Adobe Premiere Pro’s Enhance Speech tool is accelerated by RTX, using AI to remove unwanted noise and improve the quality of dialogue clips so they sound professionally recorded. It’s up to 4.5x faster on RTX vs. Mac. Another Premiere feature, Auto Reframe, uses GPU acceleration to identify and track the most relevant elements in a video and intelligently reframes video content for different aspect ratios.

Another time-saving AI feature for video editors is DaVinci Resolve’s Magic Mask. Previously, if editors needed to adjust the color/brightness of a subject in one shot or remove an unwanted object, they’d have to use a combination of rotoscoping techniques or basic power windows and masks to isolate the subject from the background.

Magic Mask has completely changed that workflow. With it, simply draw a line over the subject and the AI will process for a moment before revealing the selection. And GeForce RTX laptops can run the feature 2.5x faster than the fastest non-RTX laptops.

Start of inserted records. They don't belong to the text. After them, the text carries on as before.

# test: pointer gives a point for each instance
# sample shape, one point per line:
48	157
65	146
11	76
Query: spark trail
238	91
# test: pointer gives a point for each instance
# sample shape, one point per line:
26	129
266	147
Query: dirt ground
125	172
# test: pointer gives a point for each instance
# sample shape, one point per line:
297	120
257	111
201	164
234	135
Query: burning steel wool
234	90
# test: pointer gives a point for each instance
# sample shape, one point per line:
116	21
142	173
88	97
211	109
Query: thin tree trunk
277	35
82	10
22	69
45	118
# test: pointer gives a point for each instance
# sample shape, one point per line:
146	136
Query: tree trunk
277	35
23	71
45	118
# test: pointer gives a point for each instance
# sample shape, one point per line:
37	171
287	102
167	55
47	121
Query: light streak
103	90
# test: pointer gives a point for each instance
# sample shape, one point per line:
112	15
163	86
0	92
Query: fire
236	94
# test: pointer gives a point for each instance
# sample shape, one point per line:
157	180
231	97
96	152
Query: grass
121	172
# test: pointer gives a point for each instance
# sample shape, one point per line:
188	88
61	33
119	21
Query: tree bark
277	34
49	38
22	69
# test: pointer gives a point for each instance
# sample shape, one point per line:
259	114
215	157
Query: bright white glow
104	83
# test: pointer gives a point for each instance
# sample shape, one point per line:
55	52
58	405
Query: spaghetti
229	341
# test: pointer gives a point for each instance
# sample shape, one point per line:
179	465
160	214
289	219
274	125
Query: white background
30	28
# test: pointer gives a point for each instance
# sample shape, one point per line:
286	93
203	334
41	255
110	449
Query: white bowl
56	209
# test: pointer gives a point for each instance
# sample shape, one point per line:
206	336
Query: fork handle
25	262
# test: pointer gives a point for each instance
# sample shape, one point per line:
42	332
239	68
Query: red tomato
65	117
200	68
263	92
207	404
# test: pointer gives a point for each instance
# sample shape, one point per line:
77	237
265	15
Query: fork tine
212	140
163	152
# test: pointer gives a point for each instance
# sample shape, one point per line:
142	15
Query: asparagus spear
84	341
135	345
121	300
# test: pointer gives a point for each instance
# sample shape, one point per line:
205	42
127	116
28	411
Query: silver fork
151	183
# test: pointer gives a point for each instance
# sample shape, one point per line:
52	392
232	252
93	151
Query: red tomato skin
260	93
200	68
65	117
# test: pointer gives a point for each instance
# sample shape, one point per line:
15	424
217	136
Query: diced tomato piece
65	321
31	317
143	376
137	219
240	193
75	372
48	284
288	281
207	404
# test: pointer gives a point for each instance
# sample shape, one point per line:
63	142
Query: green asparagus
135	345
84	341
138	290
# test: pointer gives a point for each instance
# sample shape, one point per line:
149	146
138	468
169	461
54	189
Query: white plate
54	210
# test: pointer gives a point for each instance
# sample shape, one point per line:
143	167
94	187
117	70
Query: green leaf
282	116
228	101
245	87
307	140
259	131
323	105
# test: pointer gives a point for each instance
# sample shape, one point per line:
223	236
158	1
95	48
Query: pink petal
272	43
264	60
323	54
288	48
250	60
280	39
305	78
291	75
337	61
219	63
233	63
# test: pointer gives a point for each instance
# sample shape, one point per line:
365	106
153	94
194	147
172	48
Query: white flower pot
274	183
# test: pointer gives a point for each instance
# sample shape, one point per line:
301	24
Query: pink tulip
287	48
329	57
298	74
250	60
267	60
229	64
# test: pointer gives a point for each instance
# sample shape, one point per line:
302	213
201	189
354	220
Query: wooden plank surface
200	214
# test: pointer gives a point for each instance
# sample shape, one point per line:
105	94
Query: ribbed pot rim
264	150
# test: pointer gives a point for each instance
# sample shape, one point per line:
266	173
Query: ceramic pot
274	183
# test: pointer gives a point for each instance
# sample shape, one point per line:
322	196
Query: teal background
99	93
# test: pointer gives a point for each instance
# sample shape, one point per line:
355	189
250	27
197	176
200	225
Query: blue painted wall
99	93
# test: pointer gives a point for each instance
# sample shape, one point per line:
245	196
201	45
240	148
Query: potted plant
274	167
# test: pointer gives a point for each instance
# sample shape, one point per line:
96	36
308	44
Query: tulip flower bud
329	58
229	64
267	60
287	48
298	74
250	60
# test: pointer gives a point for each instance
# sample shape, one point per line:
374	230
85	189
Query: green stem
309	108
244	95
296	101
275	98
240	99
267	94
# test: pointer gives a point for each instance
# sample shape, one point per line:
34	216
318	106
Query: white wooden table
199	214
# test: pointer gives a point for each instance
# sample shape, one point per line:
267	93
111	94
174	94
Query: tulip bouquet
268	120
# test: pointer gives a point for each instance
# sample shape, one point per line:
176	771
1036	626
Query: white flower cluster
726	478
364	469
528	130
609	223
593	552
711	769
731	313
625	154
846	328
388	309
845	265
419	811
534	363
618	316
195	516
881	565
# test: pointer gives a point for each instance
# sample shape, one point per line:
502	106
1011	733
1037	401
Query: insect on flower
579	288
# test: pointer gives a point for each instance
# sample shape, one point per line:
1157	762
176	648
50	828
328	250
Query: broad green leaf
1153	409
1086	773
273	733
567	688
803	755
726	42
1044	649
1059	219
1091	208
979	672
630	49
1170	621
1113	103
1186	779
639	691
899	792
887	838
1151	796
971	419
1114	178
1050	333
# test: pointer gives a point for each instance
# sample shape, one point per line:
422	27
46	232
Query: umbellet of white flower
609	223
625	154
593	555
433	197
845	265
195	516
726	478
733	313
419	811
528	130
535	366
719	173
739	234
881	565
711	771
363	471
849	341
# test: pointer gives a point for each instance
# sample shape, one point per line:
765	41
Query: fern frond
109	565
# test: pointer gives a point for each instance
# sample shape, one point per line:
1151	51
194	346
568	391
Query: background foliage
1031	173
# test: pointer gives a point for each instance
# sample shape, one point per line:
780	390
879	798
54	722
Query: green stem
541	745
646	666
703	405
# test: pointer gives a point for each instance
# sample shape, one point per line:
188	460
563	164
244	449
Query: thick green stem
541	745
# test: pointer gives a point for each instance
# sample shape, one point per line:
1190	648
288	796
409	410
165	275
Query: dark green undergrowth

This is just a sample of the ways that AI is increasing the speed of creativity. There are now more than 125 AI applications accelerated by RTX.

AI for Developers

AI is enhancing the way developers build software applications through scalable environments, hardware and software optimizations, and new APIs.

NVIDIA AI Workbench helps developers quickly create, test and customize pretrained generative AI models and LLMs using PC-class performance and memory footprint. It’s a unified, easy-to-use toolkit that can scale from running locally on RTX PCs to virtually any data center, public cloud or NVIDIA DGX Cloud.

After building AI models for PC use cases, developers can optimize them using NVIDIA TensorRT — the software that helps developers take full advantage of the Tensor Cores in RTX GPUs.

TensorRT acceleration is now available in text-based applications with TensorRT-LLM for Windows. The open-source library increases LLM performance and includes pre-optimized checkpoints for popular models, including Google’s Gemma, Meta Llama 2, Mistral and Microsoft Phi-2.

Developers also have access to a TensorRT-LLM wrapper for the OpenAI Chat API. With just one line of code change, continue.dev — an open-source autopilot for VS Code and JetBrains that taps into an LLM — can use TensorRT-LLM locally on an RTX PC for fast, local LLM inference using this popular tool.

Every week, we’ll demystify AI by making the technology more accessible, and we’ll showcase new hardware, software, tools and accelerations for RTX AI PC users.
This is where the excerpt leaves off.